God’s word tonight hit me like a big blow when I suddenly realize that my car has taught me a big lesson. When Pastor Joe asked, “Is your car available?” The Lord was speaking to me in my circumstance. It takes a while for me to reach overwhelmed. I can competently manage most things I'm responsible for and have an independent nature, but months of strain had taken its toll. Thus when little “irritants” such as this unexpectedly happen, it was easy to admit that the situation was too much for me to handle.
A good thing about being overwhelmed is the realization that we are not in control.
Intellectually, I remind myself of that truth often, but it doesn't sink in to a gut level. Instead, I continually live my life as if everything depended on me. Therefore, it is a positive thing to face the reality that circumstances and people are beyond the scope of my power to regulate.

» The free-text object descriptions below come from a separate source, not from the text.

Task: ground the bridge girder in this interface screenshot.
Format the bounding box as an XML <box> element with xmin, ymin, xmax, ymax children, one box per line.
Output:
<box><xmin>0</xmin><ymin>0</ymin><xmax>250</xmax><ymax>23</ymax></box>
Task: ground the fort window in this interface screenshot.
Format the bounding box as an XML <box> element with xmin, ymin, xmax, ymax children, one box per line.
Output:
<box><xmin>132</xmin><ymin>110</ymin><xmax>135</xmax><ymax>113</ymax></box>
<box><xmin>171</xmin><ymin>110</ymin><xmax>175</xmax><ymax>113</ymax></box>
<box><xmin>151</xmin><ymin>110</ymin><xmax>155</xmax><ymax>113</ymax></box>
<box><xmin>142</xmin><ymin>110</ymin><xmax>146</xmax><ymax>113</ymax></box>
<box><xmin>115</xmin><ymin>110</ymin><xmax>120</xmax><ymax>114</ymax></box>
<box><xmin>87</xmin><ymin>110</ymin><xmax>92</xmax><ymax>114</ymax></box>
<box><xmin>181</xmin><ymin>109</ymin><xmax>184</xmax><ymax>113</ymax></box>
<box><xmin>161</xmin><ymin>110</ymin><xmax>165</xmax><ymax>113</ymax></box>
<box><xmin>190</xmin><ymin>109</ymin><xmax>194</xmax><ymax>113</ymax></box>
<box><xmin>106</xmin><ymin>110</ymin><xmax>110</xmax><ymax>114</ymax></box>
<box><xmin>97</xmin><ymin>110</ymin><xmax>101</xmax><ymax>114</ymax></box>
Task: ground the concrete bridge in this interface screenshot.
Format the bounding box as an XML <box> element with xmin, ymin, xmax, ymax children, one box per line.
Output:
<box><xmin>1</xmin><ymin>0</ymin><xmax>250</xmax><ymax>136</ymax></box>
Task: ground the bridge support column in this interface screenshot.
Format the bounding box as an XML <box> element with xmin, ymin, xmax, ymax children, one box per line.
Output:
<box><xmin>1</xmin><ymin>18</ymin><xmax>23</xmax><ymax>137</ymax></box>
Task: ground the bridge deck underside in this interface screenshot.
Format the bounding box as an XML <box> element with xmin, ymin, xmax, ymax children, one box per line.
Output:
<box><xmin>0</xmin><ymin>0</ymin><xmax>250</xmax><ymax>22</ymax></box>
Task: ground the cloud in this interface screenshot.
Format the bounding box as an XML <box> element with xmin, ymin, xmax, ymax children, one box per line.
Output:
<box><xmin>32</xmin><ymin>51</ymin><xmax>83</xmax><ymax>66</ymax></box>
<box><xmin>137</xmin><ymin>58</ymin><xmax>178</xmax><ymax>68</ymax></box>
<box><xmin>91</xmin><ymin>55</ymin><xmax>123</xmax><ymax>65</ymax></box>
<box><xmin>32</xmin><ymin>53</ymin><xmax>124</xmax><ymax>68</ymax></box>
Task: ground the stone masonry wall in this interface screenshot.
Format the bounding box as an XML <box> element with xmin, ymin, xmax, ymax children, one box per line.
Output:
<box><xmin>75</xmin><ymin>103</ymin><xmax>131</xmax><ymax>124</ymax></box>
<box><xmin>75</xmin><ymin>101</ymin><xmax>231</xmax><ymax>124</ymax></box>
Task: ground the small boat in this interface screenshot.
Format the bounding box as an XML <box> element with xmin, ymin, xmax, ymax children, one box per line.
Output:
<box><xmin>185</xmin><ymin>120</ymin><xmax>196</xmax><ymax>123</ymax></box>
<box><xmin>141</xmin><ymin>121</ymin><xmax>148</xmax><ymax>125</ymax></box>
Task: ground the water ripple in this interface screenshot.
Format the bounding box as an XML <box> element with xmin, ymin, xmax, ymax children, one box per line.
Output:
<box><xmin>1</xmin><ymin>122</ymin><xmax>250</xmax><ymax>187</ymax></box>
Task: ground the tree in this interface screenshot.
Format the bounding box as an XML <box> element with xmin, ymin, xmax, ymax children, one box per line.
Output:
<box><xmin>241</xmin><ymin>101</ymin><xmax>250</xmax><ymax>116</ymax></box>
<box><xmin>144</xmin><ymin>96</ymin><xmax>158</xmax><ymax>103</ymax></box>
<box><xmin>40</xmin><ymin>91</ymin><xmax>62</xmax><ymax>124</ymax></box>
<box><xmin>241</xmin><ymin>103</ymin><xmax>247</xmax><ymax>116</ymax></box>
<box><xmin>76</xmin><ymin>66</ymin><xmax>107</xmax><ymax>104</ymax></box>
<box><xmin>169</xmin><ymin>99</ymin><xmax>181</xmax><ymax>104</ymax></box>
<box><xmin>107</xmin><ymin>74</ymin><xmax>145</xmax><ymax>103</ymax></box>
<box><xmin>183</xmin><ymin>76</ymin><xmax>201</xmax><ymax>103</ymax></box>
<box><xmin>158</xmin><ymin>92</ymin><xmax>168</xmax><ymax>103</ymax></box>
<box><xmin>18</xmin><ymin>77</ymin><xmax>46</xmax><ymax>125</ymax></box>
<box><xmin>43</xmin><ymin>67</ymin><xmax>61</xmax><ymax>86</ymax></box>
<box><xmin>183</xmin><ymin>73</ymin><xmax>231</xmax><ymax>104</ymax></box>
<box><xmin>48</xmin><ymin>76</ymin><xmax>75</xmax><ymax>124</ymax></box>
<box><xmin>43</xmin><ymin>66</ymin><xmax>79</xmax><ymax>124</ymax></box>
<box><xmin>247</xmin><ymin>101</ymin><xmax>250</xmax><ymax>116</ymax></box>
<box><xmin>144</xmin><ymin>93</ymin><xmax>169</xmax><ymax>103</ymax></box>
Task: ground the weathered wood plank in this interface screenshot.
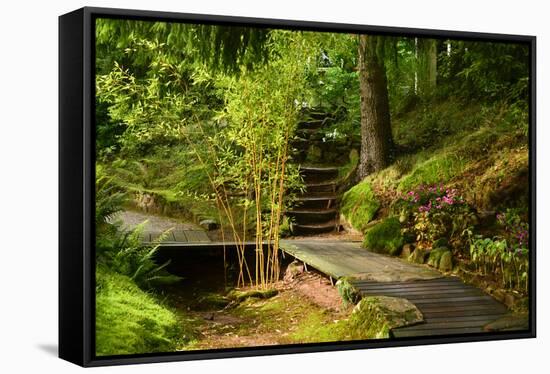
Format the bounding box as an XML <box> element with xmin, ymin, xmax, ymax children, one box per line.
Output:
<box><xmin>425</xmin><ymin>315</ymin><xmax>504</xmax><ymax>323</ymax></box>
<box><xmin>280</xmin><ymin>240</ymin><xmax>441</xmax><ymax>281</ymax></box>
<box><xmin>360</xmin><ymin>288</ymin><xmax>485</xmax><ymax>297</ymax></box>
<box><xmin>183</xmin><ymin>230</ymin><xmax>211</xmax><ymax>243</ymax></box>
<box><xmin>423</xmin><ymin>309</ymin><xmax>508</xmax><ymax>318</ymax></box>
<box><xmin>354</xmin><ymin>280</ymin><xmax>461</xmax><ymax>287</ymax></box>
<box><xmin>401</xmin><ymin>296</ymin><xmax>498</xmax><ymax>304</ymax></box>
<box><xmin>392</xmin><ymin>327</ymin><xmax>485</xmax><ymax>338</ymax></box>
<box><xmin>396</xmin><ymin>319</ymin><xmax>500</xmax><ymax>330</ymax></box>
<box><xmin>172</xmin><ymin>230</ymin><xmax>188</xmax><ymax>242</ymax></box>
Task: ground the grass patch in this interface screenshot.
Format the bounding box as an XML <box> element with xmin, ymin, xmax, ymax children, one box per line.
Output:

Still, the best part of being overwhelmed is that God looks after us.
There was nothing I could do about the situation; I couldn't fathom a solution -- I couldn't even try.
Then, God intervened (as He always does!). He sent my husband to do something about it. God provided for ways for a solution, just as He has always provided for all of my family’s needs, both physical and emotional. I was thoroughly amazed by His mercy and grace.
To whom does God show mercy? To those who fear and honor Him (Psalm 103:11), To those who ask (Acts 2:21), To those with sincere hearts (Deuteronomy 13:18), To those who don’t deserve it (Psalm 103:8-10), To anyone God chooses (Exodus 33:19).
So, let me ask myself again, “Is my Car Available and does it conk out in the middle of the road?” There was only one question left in my mind: Why didn't I stop trying and let God look after me sooner?